POINT-E neural network that generates 3D models from text descriptions is unveiled

January 03, 2023

OpenAI, already famous for its DALL-E generator, capable of generating images from text descriptions, has released a revolutionary new product. The company announced its latest development, POINT-E, ready to create 3D figures from a "cloud" of points - also using text descriptions.
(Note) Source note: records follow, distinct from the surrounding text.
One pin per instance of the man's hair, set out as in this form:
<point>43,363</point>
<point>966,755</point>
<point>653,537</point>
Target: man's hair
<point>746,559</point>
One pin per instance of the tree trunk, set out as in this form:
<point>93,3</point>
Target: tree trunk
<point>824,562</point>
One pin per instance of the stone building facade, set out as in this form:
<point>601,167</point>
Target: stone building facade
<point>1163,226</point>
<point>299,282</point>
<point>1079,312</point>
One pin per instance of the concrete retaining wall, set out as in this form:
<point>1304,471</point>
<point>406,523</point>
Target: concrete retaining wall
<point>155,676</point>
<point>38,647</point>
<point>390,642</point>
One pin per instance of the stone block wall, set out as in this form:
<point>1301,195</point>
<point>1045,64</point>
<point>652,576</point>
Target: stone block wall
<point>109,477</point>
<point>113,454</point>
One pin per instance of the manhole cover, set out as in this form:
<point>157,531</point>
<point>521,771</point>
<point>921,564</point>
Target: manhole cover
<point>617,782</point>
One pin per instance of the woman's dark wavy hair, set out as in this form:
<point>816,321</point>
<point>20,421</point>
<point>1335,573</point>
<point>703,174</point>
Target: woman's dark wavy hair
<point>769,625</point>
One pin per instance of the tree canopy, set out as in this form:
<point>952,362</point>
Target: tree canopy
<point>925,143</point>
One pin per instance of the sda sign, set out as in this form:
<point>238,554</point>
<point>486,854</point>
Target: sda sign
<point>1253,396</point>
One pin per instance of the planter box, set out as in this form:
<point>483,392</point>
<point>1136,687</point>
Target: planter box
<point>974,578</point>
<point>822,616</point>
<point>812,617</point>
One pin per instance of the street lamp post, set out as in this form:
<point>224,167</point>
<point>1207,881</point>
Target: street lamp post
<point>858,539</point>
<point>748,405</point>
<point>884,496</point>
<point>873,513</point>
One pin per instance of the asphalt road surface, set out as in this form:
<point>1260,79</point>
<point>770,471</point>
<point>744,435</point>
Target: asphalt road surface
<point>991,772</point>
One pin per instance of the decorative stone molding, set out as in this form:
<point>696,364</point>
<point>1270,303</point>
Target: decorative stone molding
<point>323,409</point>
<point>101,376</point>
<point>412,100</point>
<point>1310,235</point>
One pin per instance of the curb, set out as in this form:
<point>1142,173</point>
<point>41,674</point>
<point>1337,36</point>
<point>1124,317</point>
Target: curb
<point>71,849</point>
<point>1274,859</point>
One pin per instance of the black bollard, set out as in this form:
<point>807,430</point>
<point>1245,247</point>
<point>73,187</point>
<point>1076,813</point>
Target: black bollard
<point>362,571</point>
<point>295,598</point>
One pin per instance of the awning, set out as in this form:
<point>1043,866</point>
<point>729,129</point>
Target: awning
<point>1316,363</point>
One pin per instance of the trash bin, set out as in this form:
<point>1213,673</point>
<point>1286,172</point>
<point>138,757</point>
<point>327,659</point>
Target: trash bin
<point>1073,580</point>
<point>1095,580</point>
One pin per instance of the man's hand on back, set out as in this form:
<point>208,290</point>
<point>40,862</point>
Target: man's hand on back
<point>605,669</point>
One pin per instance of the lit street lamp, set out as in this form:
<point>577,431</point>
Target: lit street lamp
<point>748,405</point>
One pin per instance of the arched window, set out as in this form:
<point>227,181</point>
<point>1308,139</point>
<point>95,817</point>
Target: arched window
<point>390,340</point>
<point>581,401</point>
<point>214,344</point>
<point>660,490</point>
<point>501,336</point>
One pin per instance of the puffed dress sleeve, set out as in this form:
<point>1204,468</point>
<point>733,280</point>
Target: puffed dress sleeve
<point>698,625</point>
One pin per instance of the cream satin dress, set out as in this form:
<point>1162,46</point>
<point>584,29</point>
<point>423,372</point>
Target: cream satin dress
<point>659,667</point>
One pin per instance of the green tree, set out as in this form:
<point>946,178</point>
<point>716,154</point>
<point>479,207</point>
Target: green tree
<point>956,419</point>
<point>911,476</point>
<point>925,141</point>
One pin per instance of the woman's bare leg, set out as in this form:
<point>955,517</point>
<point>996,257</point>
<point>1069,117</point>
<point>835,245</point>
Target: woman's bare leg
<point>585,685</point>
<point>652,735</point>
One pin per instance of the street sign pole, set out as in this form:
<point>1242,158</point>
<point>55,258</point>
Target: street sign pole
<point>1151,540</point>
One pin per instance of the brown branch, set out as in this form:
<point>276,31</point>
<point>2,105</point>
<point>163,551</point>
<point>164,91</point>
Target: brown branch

While existing systems like Google DreamFusion take hours and huge GPU resources for each attempt, POINT-E needs minimum hardware resources and a minute or two of time.

It is quite possible that soon the world will see not only opposition from ordinary authors of digital pictures, but also artists engaged in 3D modeling, which is used literally everywhere in the media sphere today. CGI effects are used in today's movies, video games, AR and VR, and even in the creation of maps of lunar craters by organizations like NASA. The technology is actively used by Google, literally the entire concept of Meta* meta universe is built on the use of 3D graphics. However, the creation of three-dimensional images is still a very resource-intensive and time-consuming process, despite the attempts of companies like NVIDIA and Epic Games to speed up the development of the industry.

Recently, image generators based on text descriptions have become very popular: OpenAI's DALL-E 2 and Craiyon, DeepAI, Prisma Labs' Lensa or HuggingFace's Stable Diffusion. Converting text to 3D is a promising offshoot of such developments.

According to OpenAI, creatinge a three-dimensional object from the text description first creates a text-based image, and then based on it creates a 3D point cloud.

It all happens in seconds and doesn't require expensive procedures. For example, if you type in the description "a cat eating a burrito," POINT-E will first generate a synthetic 3D rendering of the cat and then combine a series of models to create a 3D object, first with 1024 points and then with 4096. The object itself is not created directly from the description.

The neural network is trained to create 3D objects based on the analysis of "millions" of three-dimensional images. The developers state that although the quality of the finished work is inferior to some competing technologies, samples can be created very quickly.